LET’S MAKE A DEAL Kneeland and Hakeem.
Slammed-door farces are delightful opportunities to unhinge us with laughter. But prolific British playwright Alan Ayckbourn wanted a further challenge, so his Communicating Doors has only one door to be concerned about. It closes gently, many times, but dizzying complications ensue.
With their usual buoyant ways with comedies, 2nd Story Theatre is having us bob our heads in merriment as Ed Shea directs an energetic cast (through October 23).
Although it plays as straight farce, this is also a sci-fi thriller — Alfred Hitchcock meets Philip K. Dick — and they go back in time to get rehearsal notes from Feydeau.
Everything takes place in a posh hotel room, exquisitely designed by Trevor Elliot, complete with a fancy bathroom taking a quarter of the stage just so there can be a bidet that figures in the story. (Set designers must be relieved that Ayckbourn didn't have a message hidden in the ticking gear works of Big Ben.)

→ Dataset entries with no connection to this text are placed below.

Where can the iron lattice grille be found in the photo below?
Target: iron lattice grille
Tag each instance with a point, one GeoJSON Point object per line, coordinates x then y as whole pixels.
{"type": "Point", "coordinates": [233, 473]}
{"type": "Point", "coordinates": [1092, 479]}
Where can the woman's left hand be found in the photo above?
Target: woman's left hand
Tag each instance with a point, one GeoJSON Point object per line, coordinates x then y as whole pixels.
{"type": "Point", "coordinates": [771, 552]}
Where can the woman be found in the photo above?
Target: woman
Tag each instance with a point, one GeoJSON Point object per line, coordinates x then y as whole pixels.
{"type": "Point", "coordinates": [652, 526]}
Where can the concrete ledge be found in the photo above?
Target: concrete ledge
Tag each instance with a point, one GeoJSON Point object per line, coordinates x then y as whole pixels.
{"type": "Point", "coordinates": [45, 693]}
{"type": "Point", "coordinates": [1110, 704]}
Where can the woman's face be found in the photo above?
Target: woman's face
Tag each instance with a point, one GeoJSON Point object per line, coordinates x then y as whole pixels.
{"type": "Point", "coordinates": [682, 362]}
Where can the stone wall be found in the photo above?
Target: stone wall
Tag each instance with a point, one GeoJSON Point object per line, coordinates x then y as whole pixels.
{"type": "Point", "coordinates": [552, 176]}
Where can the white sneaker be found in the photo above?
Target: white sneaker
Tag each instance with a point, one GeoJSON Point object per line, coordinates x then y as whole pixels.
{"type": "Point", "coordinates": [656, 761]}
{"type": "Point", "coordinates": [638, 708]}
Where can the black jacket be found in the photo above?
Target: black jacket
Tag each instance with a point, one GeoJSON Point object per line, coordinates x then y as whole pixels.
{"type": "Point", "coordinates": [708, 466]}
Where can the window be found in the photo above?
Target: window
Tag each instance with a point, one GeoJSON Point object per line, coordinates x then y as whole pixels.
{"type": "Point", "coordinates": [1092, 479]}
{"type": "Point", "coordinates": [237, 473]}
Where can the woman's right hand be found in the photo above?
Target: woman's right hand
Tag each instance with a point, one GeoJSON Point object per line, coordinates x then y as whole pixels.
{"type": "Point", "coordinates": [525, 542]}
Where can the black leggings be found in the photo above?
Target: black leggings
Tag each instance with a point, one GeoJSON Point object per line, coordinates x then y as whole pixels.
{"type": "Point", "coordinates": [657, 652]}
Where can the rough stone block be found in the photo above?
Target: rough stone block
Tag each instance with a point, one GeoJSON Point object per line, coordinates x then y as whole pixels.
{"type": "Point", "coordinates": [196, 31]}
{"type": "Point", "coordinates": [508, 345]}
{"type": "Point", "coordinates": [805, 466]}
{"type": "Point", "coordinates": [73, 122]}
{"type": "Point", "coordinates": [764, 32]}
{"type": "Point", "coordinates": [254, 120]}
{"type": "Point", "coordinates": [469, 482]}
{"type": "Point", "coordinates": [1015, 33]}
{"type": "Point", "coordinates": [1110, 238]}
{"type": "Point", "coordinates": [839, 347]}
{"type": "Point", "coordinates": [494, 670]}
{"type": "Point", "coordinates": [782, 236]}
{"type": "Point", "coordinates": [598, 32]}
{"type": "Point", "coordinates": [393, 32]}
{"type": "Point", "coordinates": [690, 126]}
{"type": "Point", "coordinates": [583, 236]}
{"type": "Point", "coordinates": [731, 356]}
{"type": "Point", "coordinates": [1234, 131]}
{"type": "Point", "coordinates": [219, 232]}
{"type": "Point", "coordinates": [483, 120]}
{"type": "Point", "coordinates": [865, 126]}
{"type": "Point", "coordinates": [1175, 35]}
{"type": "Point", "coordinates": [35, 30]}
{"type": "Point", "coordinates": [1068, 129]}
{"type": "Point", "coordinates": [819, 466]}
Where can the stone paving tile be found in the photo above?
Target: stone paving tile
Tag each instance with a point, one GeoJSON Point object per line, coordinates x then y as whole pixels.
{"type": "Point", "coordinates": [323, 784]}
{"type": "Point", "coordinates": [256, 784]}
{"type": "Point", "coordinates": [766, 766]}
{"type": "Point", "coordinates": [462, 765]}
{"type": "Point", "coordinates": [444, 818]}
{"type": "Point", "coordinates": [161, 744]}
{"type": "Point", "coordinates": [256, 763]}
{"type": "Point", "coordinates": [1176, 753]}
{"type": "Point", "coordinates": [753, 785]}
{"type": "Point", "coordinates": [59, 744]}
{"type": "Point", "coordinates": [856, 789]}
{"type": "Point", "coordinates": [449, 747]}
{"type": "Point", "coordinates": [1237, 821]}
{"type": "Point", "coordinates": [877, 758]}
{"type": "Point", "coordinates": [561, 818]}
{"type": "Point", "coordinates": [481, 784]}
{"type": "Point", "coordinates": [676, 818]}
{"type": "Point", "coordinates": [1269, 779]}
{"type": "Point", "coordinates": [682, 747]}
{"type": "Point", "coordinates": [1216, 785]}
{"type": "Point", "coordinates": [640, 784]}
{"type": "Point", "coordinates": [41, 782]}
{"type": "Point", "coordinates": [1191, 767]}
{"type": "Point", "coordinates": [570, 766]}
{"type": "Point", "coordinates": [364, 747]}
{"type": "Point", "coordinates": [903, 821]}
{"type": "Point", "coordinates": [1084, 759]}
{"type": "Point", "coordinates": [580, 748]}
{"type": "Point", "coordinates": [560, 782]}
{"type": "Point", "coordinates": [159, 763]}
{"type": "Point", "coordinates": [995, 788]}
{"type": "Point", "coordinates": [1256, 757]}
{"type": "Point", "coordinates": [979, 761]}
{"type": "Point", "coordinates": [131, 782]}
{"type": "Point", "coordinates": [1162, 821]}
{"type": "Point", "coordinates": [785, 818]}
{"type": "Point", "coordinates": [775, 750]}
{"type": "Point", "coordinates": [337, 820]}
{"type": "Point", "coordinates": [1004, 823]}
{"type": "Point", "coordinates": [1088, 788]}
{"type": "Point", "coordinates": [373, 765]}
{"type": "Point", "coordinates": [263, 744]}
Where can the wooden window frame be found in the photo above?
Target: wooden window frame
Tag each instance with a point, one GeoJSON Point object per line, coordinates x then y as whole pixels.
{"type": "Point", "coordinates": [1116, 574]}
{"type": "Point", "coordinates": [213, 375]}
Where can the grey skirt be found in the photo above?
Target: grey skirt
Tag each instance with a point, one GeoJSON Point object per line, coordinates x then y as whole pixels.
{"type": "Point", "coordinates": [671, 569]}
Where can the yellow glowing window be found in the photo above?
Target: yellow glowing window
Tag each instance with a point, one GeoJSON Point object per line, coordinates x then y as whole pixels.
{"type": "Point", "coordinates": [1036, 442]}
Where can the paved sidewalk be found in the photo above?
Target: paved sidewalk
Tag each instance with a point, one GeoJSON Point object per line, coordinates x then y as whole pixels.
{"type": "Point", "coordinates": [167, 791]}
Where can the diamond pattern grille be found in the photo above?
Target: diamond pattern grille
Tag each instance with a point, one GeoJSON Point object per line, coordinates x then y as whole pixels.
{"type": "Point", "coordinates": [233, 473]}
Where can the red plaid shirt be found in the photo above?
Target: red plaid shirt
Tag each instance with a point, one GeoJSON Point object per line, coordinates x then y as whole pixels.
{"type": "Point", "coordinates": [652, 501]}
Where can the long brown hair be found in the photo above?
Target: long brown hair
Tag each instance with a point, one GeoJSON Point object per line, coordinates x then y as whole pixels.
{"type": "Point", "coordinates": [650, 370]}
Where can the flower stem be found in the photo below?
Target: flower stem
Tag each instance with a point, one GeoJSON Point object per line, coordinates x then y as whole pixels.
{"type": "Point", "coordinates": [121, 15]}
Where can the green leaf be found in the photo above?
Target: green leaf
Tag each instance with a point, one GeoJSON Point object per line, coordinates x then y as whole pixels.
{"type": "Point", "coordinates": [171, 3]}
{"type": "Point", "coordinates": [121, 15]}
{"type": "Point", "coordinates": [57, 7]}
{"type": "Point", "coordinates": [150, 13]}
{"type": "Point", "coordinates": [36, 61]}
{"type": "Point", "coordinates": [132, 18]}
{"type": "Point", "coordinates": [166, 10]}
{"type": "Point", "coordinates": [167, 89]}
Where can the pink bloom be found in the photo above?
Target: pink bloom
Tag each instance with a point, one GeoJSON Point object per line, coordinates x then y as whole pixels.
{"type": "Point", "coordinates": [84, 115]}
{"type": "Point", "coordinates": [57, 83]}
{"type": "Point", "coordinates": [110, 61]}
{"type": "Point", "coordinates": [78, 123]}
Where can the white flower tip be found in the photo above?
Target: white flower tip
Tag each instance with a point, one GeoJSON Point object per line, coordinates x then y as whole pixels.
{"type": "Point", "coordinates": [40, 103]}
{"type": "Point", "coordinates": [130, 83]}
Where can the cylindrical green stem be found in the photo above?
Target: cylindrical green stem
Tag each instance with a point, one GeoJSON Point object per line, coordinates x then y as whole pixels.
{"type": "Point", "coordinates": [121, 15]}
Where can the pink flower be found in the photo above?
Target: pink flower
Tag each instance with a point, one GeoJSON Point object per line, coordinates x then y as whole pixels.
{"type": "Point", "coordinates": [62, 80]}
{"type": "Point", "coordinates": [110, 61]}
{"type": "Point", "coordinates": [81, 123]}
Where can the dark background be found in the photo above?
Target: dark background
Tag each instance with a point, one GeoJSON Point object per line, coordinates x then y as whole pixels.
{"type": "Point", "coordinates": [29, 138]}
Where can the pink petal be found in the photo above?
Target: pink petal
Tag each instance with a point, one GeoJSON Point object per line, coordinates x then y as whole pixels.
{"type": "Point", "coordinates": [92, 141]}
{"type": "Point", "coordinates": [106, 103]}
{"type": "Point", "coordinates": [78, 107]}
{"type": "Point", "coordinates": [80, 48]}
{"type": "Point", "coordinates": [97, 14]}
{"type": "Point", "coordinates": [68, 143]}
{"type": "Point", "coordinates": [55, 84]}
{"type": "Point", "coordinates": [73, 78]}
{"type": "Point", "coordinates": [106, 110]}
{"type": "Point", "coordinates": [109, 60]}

The antic happenings take place not only today (2011), but in 1991 and 2031. Not in flashbacks and flash forwards, that would be too conventional. Characters go back and forward in time. Nobody murders their grandfather to see if they would never be born, and no one meets their younger or older self, though we briefly meet a septuagenarian as a young man back on his honeymoon. The skyline changes, with more, fewer, or no construction cranes, according to the date.
Since I didn't draw a diagram in my notebook with arrows going this way and that, and since Shea didn't have a flowchart projected in the background for our aid, I soon threw up my hands and enjoyed being carried along in the flow — theater as whitewater rafting. The what and when and whither don't much matter after a while, since the characters are so much fun to watch coping with confusion.
First, in the present day, we meet Reece (Wayne Kneeland), a rich old businessman who made his money the old-fashioned way, by financial manipulation. He knows somehow that he is soon going to die, and since he has just had a hooker sent up to his room, we think we know how. Phoebe (Lara Hakeem) calls herself Poopay because she never liked her name, and rather than prostitute she prefers being called a "specialist sexual consultant." Hakeem makes her a chipper, fun-loving dominatrix, with whip and tight black leather bodice.
But Reece doesn't want hanky-panky, he wants her signature as witness to a confession. He's guilty about being responsible for the deaths of his two previous wealthy wives, though it was his evil business partner Julian (Terrence Shea) who drowned one in a bathtub and threw the other out a window. Julian is a human shark, and later when he gets around to threatening other women, Shea is chillingly convincing. (Really, so sinister. Ed Shea should have him silently solicit donations at the exit.)
The only stable character here is Ruella, Reece's second wife, well played with amused resolve by Sharon Carpentier. Warned by Phoebe, Ruella counter-plots survival strategy. Also brought up to date about her tentative fate, as well as up to the present time, is Reece's first wife, Jessica, played by an intense Laura Sorensen.